You're probably washing your hands a thousand times a day to fend off coronavirus and other nasty bugs, but this can strip your skin's moisture even more. What's more, breaks in your skin can serve as portals for bacteria and viruses, making it easier for you to get an infection. No thanks!
Got super dry hands? Here are nine dermatologist-approved tips for treating dry, chapped hands:
1. Treat the cracks
If you notice a crack in your skin, you should treat it right away to avoid infection. First, wash your hands, rinsing the crack with water, and washing around it with soap. Then apply an antibiotic cream. If it's a small break in your skin, then you don't need to bandage it.
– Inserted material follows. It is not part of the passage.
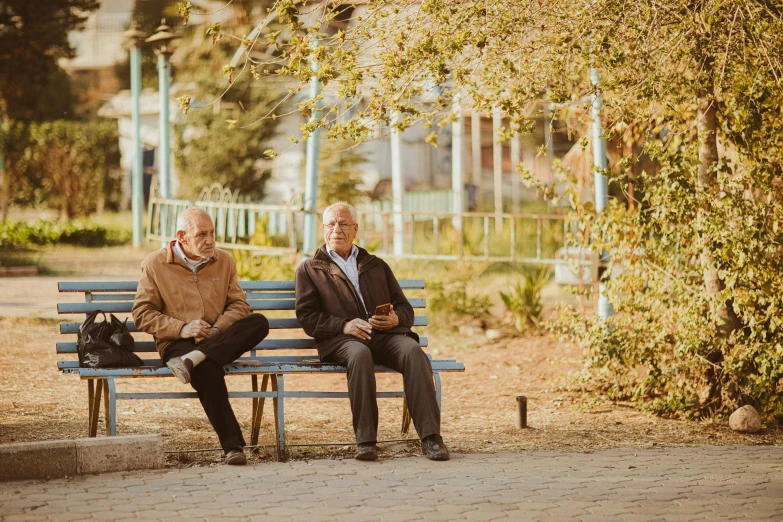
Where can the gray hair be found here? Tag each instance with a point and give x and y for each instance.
(186, 217)
(341, 204)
But you do need to keep an eye out for signs of infection, like redness, warmth, pain, and swelling.
2. Moisturize immediately after you get out of the shower or wash your hands
Most dermatologists suggest just barely drying your skin, then applying a moisturizer. Why? Because this helps trap water in the surface cells of the skin better than only applying moisturizer to dry skin alone.
3. Apply moisturizer to hands right before bed
Applying a heavy-duty moisturizer to hands right before bed ensures that your skin receives a solid dose of moisture. Target the driest areas on your hands, and then place breathable cotton gloves over them. This will help keep your moisturizer close to your skin while you sleep.
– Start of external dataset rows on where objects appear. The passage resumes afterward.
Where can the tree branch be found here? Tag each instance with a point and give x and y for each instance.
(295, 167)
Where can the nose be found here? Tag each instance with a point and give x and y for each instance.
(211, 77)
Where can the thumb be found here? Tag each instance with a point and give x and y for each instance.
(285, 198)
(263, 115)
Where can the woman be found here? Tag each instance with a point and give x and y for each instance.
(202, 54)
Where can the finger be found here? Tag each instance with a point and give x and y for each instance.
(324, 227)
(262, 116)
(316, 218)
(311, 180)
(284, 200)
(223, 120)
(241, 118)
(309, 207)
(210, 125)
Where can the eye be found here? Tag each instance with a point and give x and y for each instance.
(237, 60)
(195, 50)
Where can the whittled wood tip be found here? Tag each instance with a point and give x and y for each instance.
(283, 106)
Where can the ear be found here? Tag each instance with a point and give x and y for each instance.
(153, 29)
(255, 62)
4. Use gloves when you're doing dishes
It's always a good idea to wear rubber gloves when you wash dishes at home since harsh soaps in your dish soap can strip away your skin's natural moisture.
5. Steer clear of soaps containing fragrance, alcohol, and dyes
Soaps that are made with fragrance, alcohol, and dyes can irritate and dry out the skin. Opt for gentle, fragrance-free soaps instead that contain added oils and fats to boost moisture.
6. Skip super hot showers
Regularly showering in scalding hot temps removes essential oils from your skin, causing it to become overly dry and cracked. Try taking a warm shower, which can make a huge difference.
7. Choose the right moisturizer
You should look for hand creams that contain emollients and humectants to achieve around-the-clock protection. Emollients act as lubricants on the skin's surface. They fill the crevices between cells, keeping the skin soft and smooth, whereas humectants draw moisture from the environment to the skin's surface. Ingredients such as lanolin, jojoba oil, squalene, glycerin, and hyaluronic acid are all emollients and humectants found in hand creams.
8. Get a humidifier
Higher humidity levels help restore moisture to dry, itchy skin by replacing some of the lost moisture in the air. This is especially important at night when a lot of moisture can evaporate from your skin during the time you spend sleeping.
9. Apply petroleum jelly
Petroleum jelly is an occlusive moisturizer that prevents your skin from drying out. After washing and drying your hands, use some petroleum jelly and a clean pair of cotton gloves to help lock in moisture and speed up healing.
Do you have a strong or weak barrier?
Ultimately, how well your hands can withstand constant handwashing has a lot to do with the strength of your skin barrier. What's that? The skin barrier is a mix of proteins, lipids, and oils. It protects your skin, and how good of a job it does is mostly genetic. That's why it's vital to mitigate dry skin by continually moisturizing hands.